Club3D has been producing graphics cards under license for both Nvidia and AMD for a number of years, but now the company has announced that it is dropping the licence to produce Geforce graphics cards, moving exclusively to AMD.
Its a very strange market these days with products cropping up that only offer incremental improvements and few reasons to queue up at the door to get one. An example is the next generation of Nvidia graphics cards. The Geforce 700 series doesn’t change things that much and only offers minor performance bumps over previous-generation cards, as is the case with the jump from, the GTX680 to the GTX770.

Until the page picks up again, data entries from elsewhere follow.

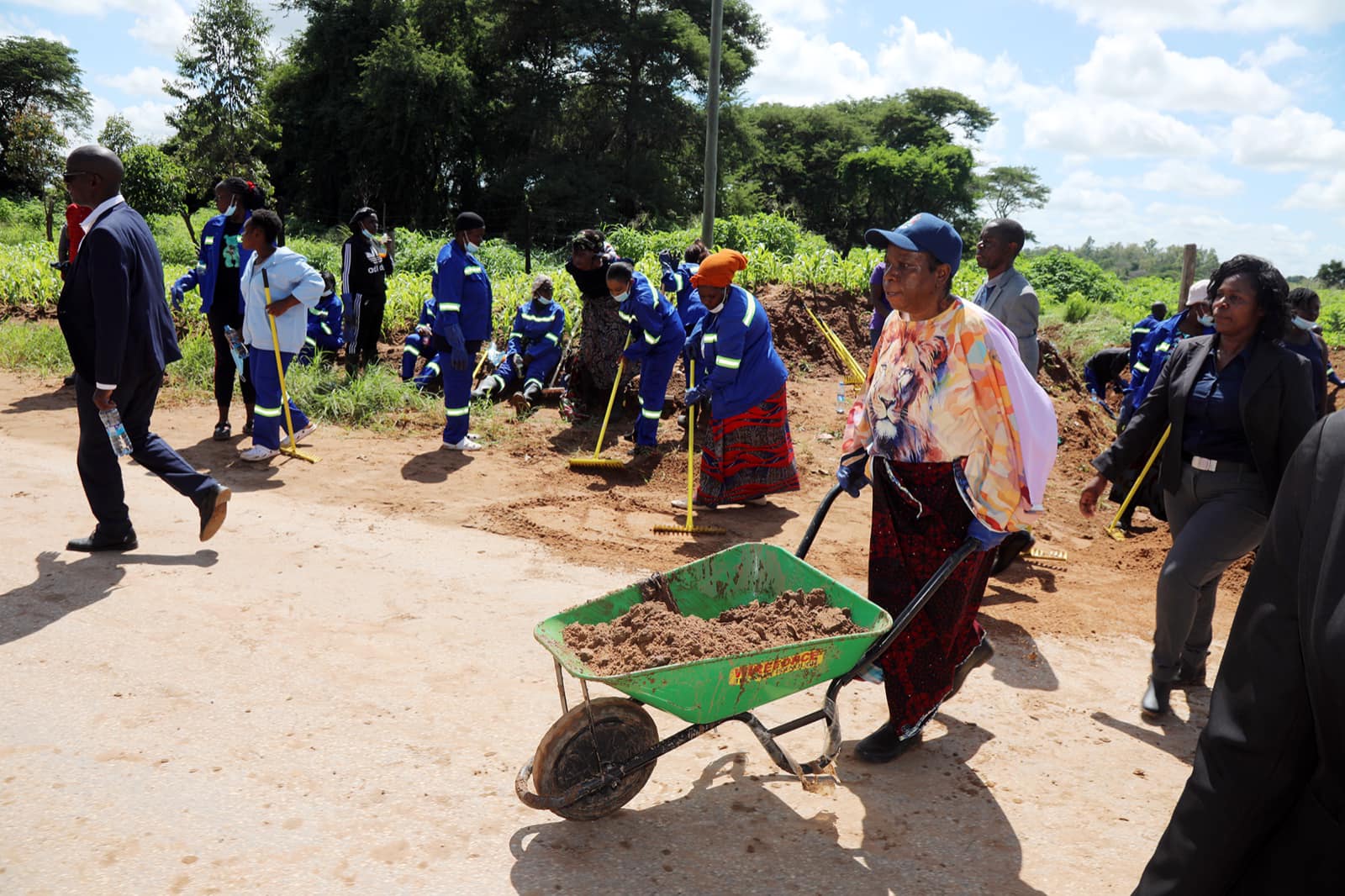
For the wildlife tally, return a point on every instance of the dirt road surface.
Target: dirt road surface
(335, 693)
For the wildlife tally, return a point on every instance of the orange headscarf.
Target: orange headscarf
(719, 269)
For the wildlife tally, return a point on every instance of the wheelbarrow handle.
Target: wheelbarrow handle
(916, 604)
(818, 515)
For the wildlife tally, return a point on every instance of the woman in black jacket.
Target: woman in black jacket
(1237, 403)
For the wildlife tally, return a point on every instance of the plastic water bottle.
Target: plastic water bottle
(116, 432)
(237, 349)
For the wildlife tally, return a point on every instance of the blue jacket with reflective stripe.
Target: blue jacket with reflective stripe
(463, 293)
(1140, 334)
(208, 264)
(324, 318)
(656, 326)
(537, 331)
(689, 307)
(736, 351)
(1152, 356)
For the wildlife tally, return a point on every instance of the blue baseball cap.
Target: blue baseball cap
(923, 233)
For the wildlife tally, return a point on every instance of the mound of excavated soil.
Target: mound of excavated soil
(650, 634)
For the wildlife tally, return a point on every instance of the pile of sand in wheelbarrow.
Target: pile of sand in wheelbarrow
(652, 634)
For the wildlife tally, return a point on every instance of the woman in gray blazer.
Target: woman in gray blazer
(1237, 403)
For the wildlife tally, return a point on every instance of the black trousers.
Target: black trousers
(370, 327)
(225, 366)
(98, 467)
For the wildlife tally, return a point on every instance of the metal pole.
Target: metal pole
(712, 123)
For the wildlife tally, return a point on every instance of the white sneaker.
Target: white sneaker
(303, 434)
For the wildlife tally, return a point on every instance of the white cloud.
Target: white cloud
(1320, 194)
(1188, 179)
(793, 11)
(1295, 139)
(804, 69)
(1204, 15)
(1111, 128)
(1282, 49)
(159, 24)
(26, 27)
(1140, 67)
(141, 81)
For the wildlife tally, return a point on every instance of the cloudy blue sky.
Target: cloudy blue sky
(1210, 121)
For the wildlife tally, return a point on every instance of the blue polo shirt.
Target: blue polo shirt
(1214, 425)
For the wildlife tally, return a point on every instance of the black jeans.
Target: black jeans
(225, 367)
(100, 472)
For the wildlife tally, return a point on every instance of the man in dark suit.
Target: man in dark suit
(120, 335)
(1264, 804)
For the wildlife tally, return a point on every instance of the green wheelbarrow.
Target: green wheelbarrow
(600, 754)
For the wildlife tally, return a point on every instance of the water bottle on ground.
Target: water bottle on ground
(116, 432)
(237, 349)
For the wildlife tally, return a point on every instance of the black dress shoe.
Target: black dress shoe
(884, 744)
(981, 656)
(1188, 677)
(1156, 698)
(98, 542)
(213, 508)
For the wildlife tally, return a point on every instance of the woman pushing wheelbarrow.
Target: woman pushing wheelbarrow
(962, 440)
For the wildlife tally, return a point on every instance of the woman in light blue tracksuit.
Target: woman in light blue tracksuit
(295, 286)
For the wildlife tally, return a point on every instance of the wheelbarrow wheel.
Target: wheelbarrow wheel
(567, 755)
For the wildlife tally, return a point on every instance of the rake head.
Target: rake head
(690, 530)
(596, 463)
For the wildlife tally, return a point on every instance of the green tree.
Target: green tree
(1332, 275)
(222, 125)
(118, 134)
(40, 94)
(155, 183)
(1008, 188)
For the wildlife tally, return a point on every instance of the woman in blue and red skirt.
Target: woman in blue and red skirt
(962, 439)
(750, 454)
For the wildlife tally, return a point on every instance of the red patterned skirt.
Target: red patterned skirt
(919, 519)
(748, 455)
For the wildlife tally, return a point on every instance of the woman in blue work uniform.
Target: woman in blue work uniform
(750, 454)
(462, 323)
(657, 340)
(219, 266)
(533, 350)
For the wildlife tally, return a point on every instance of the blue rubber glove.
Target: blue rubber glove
(851, 472)
(986, 537)
(457, 356)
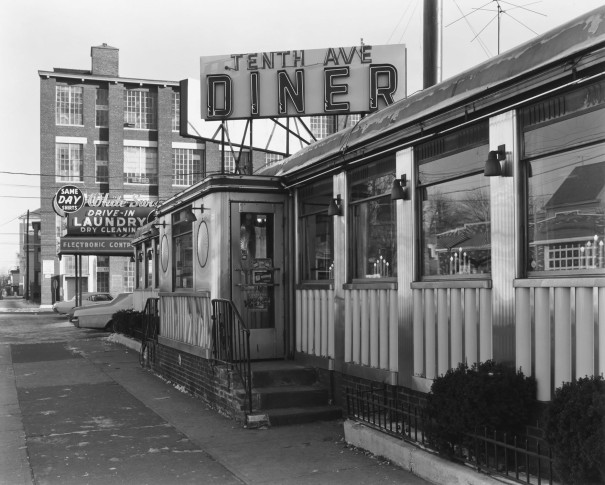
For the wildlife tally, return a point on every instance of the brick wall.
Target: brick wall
(214, 384)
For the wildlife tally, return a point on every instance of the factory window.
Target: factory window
(316, 232)
(176, 111)
(140, 109)
(187, 166)
(372, 213)
(102, 108)
(69, 105)
(69, 162)
(455, 204)
(102, 164)
(140, 165)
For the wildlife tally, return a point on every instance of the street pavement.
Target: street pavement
(77, 408)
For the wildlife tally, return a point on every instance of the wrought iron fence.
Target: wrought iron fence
(231, 342)
(521, 459)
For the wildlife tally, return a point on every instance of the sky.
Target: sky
(164, 39)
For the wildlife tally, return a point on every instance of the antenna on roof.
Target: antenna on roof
(499, 12)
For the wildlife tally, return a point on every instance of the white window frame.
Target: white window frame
(140, 109)
(69, 102)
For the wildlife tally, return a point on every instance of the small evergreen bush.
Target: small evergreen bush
(468, 400)
(575, 428)
(128, 322)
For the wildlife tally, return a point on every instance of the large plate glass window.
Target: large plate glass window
(373, 231)
(564, 152)
(316, 232)
(454, 204)
(182, 255)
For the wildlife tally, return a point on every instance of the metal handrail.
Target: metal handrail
(231, 342)
(149, 337)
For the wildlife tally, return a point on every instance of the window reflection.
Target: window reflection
(317, 232)
(566, 211)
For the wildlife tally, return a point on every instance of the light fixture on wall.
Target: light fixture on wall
(190, 215)
(400, 190)
(335, 207)
(493, 168)
(160, 224)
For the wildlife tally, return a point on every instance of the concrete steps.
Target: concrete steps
(288, 393)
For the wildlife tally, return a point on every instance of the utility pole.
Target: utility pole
(26, 276)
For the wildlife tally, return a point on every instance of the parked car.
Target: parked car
(99, 316)
(88, 298)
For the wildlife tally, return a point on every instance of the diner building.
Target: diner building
(463, 223)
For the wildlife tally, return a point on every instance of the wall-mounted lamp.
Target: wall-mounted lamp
(160, 224)
(335, 207)
(493, 168)
(190, 215)
(399, 190)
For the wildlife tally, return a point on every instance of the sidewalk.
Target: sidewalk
(86, 412)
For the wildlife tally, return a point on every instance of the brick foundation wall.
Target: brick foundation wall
(214, 384)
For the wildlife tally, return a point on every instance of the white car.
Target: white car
(99, 316)
(88, 298)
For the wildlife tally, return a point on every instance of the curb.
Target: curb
(425, 465)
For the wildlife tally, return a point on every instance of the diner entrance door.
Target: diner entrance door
(257, 257)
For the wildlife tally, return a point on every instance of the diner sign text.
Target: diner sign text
(332, 81)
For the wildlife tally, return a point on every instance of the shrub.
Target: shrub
(575, 428)
(467, 400)
(128, 322)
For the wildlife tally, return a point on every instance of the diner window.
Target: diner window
(373, 231)
(140, 109)
(176, 111)
(128, 274)
(69, 105)
(187, 166)
(69, 161)
(455, 204)
(102, 108)
(564, 151)
(316, 232)
(102, 164)
(140, 165)
(182, 244)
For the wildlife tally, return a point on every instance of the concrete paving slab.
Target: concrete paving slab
(67, 372)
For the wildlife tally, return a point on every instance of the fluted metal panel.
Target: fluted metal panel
(562, 316)
(298, 316)
(523, 334)
(505, 238)
(304, 321)
(585, 332)
(374, 329)
(600, 323)
(430, 364)
(418, 327)
(457, 340)
(383, 337)
(471, 328)
(393, 332)
(406, 271)
(348, 349)
(542, 345)
(443, 313)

Club3D was one of Nvidia’s partners and produced a wide range of cards from the Geforce 200 all the way to the Geforce 600 series. As a value-add board partner, it mostly stuck to Nvidia reference designs and only changed the cooler design when possible. Many of their Nvidia products are clocked at reference speeds and have no custom board layouts, allowing them to drop prices lower than bigger name brands like ASUS and MSI.
Now they have rather abruptly cut their ties with Nvidia in a notice sent out to the press.
Judith Ma Tseng, Club3D’s CEO, said of the move; “we are showing our commitment to AMD because we believe that AMD is ideally positioned to deliver a complete solution to our customers, and after 16 years in the business offering solutions from a variety of processor partners, we truly believe that we can offer a better solution going forward with AMD alone.”
“With products like the Radeon HD 7990 Dual GPU, Club3D has a long-standing reputation for delighting enthusiasts with spectacular products based on AMD Radeon graphics chips,” said Zvika Greenstein, Director of Desktop Product Management, AMD Graphics. “Their decision to join AMD as an exclusive hardware partner is a powerful acknowledgement of our leadership in the graphics space, and a tremendous contribution to the technical expertise in the AMD Radeon graphics ecosystem.”
Its an major turn-around for a company that used to be a great value brand for Nvidia, pushing along cards for budget buyers and competing against Inno3D, Palit and PNY. But one by one, Nvidia’s partners are slipping away. Whether that’s because they’re dissatisfied with the way overclocking and overvolting are now hamstrung, or that Nvidia gives partners like ASUS, Gigabyte and MSI free reign over designs and custom cards and special preference, it’s still a loss for the company and for consumers.
In 2008, several board partners were shortlisted to leave Nvidia. The company wanted less players in the market to divide consumer spending power so they could earn more profit. EVGA, Zotac, BFG, PNY, XFX, Gainward, Biostar, ECS, Albatron and Club3D were part of the shortlist.
BFG, sadly, went out of business in 2010 after Nvidia had their license to produce dedicated Physx cards revoked and the company made losses on every card they sold. Their assets were bought up by Best Data and its subsidiary Diamond Multimedia. The latter company now produces stock AMD graphics cards for sale in retail chains like Best Buy, WalMart and Fry’s in the USA.
XFX, one of the most popular brands in Europe, defected to AMD. Albatron also caved in and no longer exists. Elitegroup Computer Systems (ECS) now sticks to motherboards.
Club3D hasn’t said if they’re going to continue to support customers with warranties or if they’re going to drop prices to clear out stock. Their move to AMD is a troubling one for Nvidia, especially if other, stronger partners decide to leave as well.